A young Aussie says it will take his “parents dying” for him to become a homeowner.

Xavier George and property for sale sign.
Xavier George has addressed the elephant in the room of property ownership. (Source: SBS/Getty)

A young Aussie has shared the “great unspoken” property solution for millions hoping to get onto the property ladder.

Xavier George is one of many young people feeling frustrated about the current housing market.

Speaking on SBS’s Insight this week, the 30-year-old was asked what he thought it would take to become a homeowner. And he had a grim response.

“My parents dying, I think,” he said.


“I think that is really the great unspoken [thing]. The ‘Bank of Mum and Dad’ doesn’t always cash out. Knock on wood. Sorry, Mum. But that’s the windfall.

“I’m serious about that. That is the great tidemark of when a lot of people are going to be able to suddenly buy their own home.”

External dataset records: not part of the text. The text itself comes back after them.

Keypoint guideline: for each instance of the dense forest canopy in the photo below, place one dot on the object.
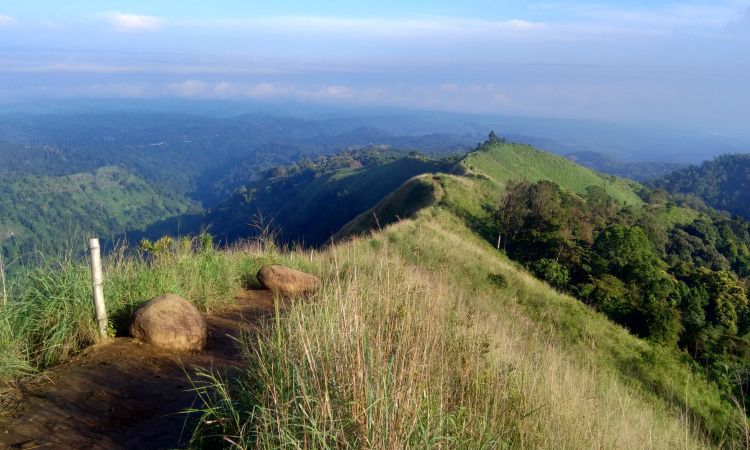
(722, 183)
(678, 284)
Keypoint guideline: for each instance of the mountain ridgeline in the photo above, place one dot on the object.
(131, 175)
(642, 305)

George, who is currently paying off a $100,000 HECS debt, said he had done everything he was “supposed” to do but still didn’t know how he’d be able to afford a home.

‘That is the reality’

Thomas Walker, lead economist at Think Forward, recently purchased an off-the-plan apartment in Melbourne and said he was only able to do so because of his mother’s passing.

“I’m 34 and I’ve been renting for 15 years and I would say I probably wouldn’t have bought a place until my late 30s, except for that my mum passed away,” Walker told Yahoo Finance.

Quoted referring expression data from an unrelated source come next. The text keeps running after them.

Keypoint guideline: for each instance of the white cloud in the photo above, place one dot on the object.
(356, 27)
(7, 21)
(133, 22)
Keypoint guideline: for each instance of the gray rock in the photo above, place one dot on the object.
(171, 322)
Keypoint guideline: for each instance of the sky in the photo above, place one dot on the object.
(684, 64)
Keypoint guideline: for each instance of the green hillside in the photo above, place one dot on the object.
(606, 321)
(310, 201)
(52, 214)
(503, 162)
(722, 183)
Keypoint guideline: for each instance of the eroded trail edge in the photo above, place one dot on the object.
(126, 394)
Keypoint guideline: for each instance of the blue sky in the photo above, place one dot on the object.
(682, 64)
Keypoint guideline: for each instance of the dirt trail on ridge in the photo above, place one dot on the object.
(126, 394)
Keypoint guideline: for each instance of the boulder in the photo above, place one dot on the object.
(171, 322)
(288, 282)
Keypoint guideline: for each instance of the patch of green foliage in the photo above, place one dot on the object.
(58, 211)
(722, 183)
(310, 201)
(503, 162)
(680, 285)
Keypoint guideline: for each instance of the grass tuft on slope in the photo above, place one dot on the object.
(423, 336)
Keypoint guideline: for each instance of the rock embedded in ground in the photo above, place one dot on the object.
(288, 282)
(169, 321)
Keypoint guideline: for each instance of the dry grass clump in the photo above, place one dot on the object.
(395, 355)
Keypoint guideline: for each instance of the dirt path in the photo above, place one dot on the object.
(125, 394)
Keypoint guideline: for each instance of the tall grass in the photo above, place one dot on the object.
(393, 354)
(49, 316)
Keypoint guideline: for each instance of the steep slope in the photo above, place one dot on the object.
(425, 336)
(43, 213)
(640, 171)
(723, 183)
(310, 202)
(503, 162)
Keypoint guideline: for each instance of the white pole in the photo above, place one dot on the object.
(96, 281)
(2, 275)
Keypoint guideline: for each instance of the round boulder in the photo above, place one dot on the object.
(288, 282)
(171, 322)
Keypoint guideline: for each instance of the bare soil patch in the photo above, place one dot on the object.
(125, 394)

“She had a house, which we sold and split between me and my two siblings. That enabled the three of us to have a 20 per cent deposit.”

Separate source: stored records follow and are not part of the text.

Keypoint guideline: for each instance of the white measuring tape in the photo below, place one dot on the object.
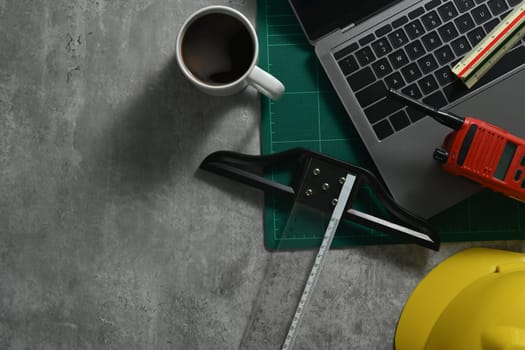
(489, 50)
(319, 261)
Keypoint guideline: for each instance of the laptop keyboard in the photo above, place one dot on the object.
(414, 54)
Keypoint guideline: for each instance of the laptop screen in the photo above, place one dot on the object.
(320, 17)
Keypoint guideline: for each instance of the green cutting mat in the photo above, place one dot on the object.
(310, 115)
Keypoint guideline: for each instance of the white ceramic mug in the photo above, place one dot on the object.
(217, 50)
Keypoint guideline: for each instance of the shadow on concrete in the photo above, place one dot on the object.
(157, 137)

Composite image of Thomas Walker and Bailey Riley.
Thomas Walker (left) recently purchased an apartment in Mebourne, while Bailey Riley (right) doesn't think homeownership will be achievable until she reaches her 40s. (Source: LinkedIn/NUS)

Walker said his situation was quite typical of other young people. He and his partner both work full-time with good incomes, but he said it would have taken years to save up a deposit.

“That is the reality unfortunately. Data that came out earlier in the year from the Australian Housing Monitor found two in three prospective homebuyers believe the only way they are going to afford a house is if they get an inheritance from their parents,” he said.

Baby Boomers were now the wealthiest generation in Australia’s history, Walker said, mainly thanks to the property market boom and the government’s encouragement of property investment through negative gearing and capital gains concessions.

“There is an enormous amount of wealth in property and that is going to be handed down in the coming decades to younger generations. The problem with that, though, is it is going to turbocharge inequality between generations.”

‘Not a lot of hope’

National Union of Students president Bailey Riley is currently renting in Sydney’s inner-west. She said home ownership felt “out of reach” for her and others saddled with student debt.

“I wouldn’t be surprised if I am not able to buy a home until I am in my 40s, and I think that’s the sentiment for a lot of students, especially with HECS loans,” the 23-year-old told Yahoo Finance.

Riley, who is studying social and political science at UTS, currently has $18,000 in HECS debt and estimates it will grow to $30,000 by the time she graduates.

“The price of homes is just so out of reach for most people, especially if you live in cities or metro areas,” she said.

“Even looking at apartments is still so expensive and there is not a lot of hope in that area for young people at the moment. It’s pretty scary.”

‘Growing chasm’

Walker said many of the government’s initiatives, including first-home buyer grants, put upward pressure on housing prices and did not address the root issues.

“In the ‘60s and ‘70s, the Australian government had a really big focus on high home-ownership rates, and the government would build housing to sell to first-home buyers at a discount, to encourage home ownership,” he said.

“We’ve dismantled that system in favour of one that is driven by private property investment as a wealth-generating tool, which has been good for the wealth of the country for a portion of the population, but now there is this growing chasm where young people are unable to jump into property.”